C’è sempre una devastante normalità in queste tragedie, i fotogrammi un attimo prima assomigliano dannatamente alle nostre esistenze, a quelle dignità con le quali arrediamo cuore e casa. Poi il buio, una vita spezzata, i parenti che precipitano, senza più riemergere. Ma adesso in questa storia si aprono altri drammi che partoriscono incertezze e sospetti. «Durante quella inchiesta una delle cose più assurde è che per la gente tu diventi un personaggio televisivo, né più ne meno uno di quelli che loro vedono in televisione. Dopo che ti hanno seguito per un bel po’ di tempo, hanno visto gli speciali, magari dopo aver espresso odio e si son fatti le loro teorie, tu diventi uno dei loro personaggi. E ti dicono: “Oh grande, ti ho visto ieri in televisione. Io non so cosa rispondere perché non sono un personaggio, quello che vivo è vero e reale, ha un peso nella vita con delle conseguenze, non è una fiction, rimangono conseguenze ma a loro questo non interessa, non lo capiscono e tu non lo puoi contrastare. Vedi come prendono dei pezzettini della tua vita, li stravolgono per costruire il mostro, senza alcun interesse per la verità e tu rimani impotente».
In questi racconti, alla fine, ritrovi diaboliche coincidenze con quanto subiscono i parenti delle vittime come Rita, la mamma di Chiara. Poco dopo aver perso la figlia un giorno ricevette sul telefono di casa una chiamata. Era una signora che la chiamava dal Lazio senza conoscerla, senza filtri. Tutta agitata le confidò che sapeva cos’era successo alla ragazza, proponendole la sua teoria. Senza alcuna vergogna.
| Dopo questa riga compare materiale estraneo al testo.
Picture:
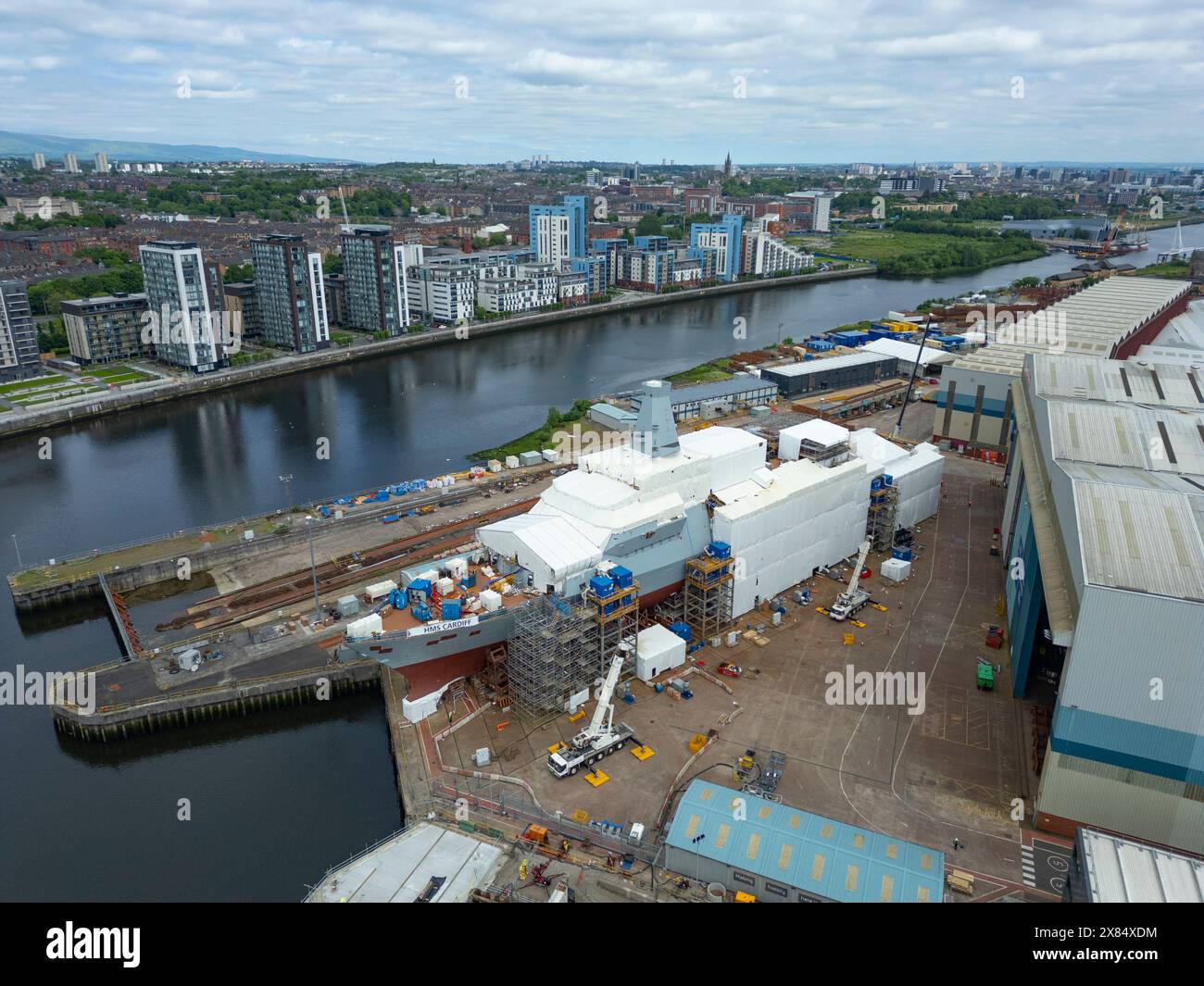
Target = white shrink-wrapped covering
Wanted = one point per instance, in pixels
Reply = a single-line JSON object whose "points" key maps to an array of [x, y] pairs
{"points": [[733, 453], [916, 474], [817, 430], [808, 517], [366, 626]]}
Quindi, abbiamo Sempio rimesso con la testa sott’acqua, dopo quanto già patito e poi questa ipoteca che condiziona ogni pensiero: e se fosse tutto un’incredibile sequenza di errori giudiziari? Se fossimo a un concorso di sciatterie e menzogne, se, in definitiva, da otto anni, fosse dietro le sbarre un ragazzo innocente? Abbiamo vaga consapevolezza dei danni inferti?